- Born: 1963 (age 62–63) Prenzlau
- Education: University of Rostock
- Awards: SIAM Fellow
- Scientific career
- Fields: Mathematics
- Workplaces: Technische Universität Berlin; Technical University of Kaiserslautern; University of Mannheim; Technische Universität Darmstadt;

= Gabriele Steidl =

German mathematician

Gabriele Steidl (born Drauschke, 1963) is a German mathematician whose research interests include computational harmonic analysis, convex optimization, and image processing. She is a professor of mathematics at Technische Universität Berlin.

==Education and career==
Steidl studied mathematics at the University of Rostock, earning a doctorate (Dr. rer. nat.) in 1988 and completing her habilitation in 1991. Her doctoral dissertation, Grundlagen schneller Algorithmen für verallgemeinerte diskrete Fouriertransformationen, concerned fast algorithms for the discrete Fourier transform and was supervised by Manfred Tasche.
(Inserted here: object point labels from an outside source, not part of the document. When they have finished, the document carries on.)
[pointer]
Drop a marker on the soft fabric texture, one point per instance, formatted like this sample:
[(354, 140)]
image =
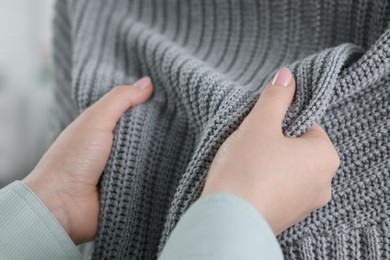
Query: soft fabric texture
[(29, 230), (209, 60), (212, 228)]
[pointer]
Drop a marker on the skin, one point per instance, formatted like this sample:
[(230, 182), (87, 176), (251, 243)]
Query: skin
[(284, 178)]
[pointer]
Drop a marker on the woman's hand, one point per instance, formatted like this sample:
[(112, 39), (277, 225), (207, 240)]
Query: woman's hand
[(66, 177), (285, 178)]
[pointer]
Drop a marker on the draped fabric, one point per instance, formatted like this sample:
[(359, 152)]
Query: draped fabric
[(209, 61)]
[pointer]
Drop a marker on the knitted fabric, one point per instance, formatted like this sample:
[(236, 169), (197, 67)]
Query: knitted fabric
[(209, 61)]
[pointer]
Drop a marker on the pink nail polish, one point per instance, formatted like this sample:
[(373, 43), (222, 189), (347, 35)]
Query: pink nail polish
[(283, 77), (143, 83)]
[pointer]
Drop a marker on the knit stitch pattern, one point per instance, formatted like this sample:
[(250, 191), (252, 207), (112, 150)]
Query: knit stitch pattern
[(209, 60)]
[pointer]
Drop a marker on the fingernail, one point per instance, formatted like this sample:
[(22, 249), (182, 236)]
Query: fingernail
[(143, 83), (283, 77)]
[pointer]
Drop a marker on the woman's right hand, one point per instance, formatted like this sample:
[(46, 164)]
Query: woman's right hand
[(285, 178)]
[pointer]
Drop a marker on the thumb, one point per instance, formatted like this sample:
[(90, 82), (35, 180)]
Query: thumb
[(105, 113), (274, 101)]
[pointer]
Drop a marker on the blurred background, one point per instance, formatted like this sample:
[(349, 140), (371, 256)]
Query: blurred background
[(26, 84)]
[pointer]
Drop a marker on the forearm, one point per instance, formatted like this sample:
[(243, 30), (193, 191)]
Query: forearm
[(29, 230), (222, 226)]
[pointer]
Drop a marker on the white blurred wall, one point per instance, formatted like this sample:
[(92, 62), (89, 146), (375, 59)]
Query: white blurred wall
[(25, 84)]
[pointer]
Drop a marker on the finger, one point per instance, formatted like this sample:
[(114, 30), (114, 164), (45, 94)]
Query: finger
[(275, 99), (321, 141), (106, 112), (316, 131)]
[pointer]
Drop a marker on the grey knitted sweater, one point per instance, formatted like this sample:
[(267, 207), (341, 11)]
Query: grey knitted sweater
[(209, 60)]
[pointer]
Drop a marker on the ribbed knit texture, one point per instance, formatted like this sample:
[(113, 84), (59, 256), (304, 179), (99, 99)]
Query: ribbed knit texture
[(209, 60)]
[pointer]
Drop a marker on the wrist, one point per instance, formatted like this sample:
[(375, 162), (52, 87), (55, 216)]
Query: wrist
[(51, 197)]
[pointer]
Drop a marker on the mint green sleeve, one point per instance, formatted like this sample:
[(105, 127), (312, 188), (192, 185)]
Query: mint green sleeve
[(28, 230), (221, 226)]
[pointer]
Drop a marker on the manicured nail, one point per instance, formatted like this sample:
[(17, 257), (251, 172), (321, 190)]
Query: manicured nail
[(143, 83), (283, 77)]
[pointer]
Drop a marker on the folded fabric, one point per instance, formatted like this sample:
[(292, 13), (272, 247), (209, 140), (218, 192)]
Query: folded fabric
[(209, 61)]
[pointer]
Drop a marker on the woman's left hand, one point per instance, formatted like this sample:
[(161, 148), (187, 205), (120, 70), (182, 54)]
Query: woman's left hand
[(66, 178)]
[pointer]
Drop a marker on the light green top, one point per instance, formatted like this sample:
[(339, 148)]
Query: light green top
[(219, 226)]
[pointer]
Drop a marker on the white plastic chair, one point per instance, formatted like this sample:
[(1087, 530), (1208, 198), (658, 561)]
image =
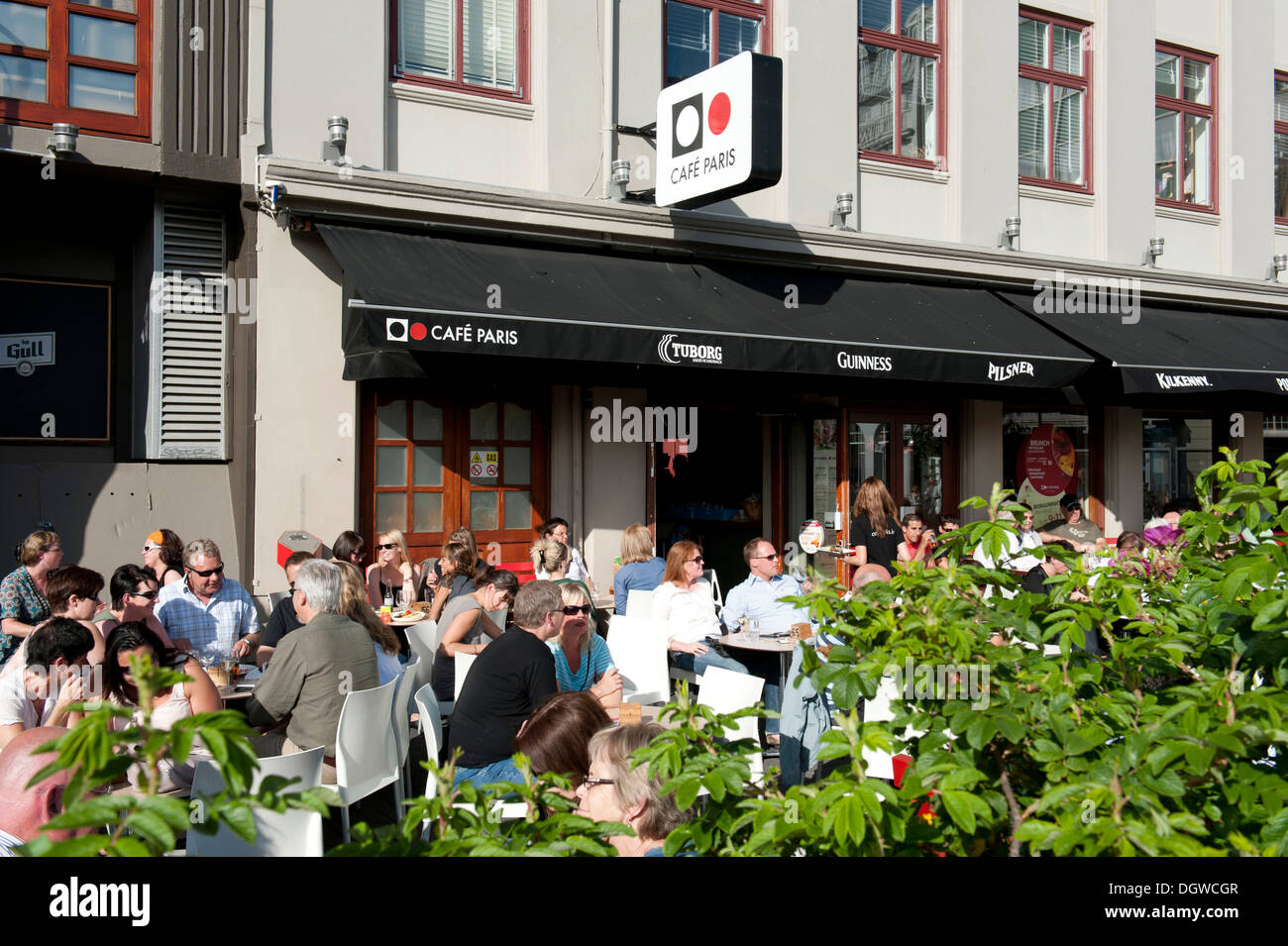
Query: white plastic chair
[(638, 646), (639, 604), (726, 691), (423, 637), (402, 716), (295, 833), (432, 727), (366, 753), (463, 667)]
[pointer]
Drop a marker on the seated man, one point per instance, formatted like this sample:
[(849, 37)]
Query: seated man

After consulting for a German insurance association, she became an assistant professor at Technische Universität Darmstadt in 1993. She moved to the University of Mannheim as a professor in 1996, and moved again to the Technical University of Kaiserslautern in 2011 before taking her present position at Technische Universität Berlin in 2020.
From 2020-21, she is program director of the SIAM Activity Group on Imaging Science.

==Book==
- with "Numerical Fourier Analysis" (2018)

==Recognition==
Steidl was elected as a Fellow of the Society for Industrial and Applied Mathematics, in the 2022 Class of SIAM Fellows, "for contributions to computational harmonic analysis and imaging sciences".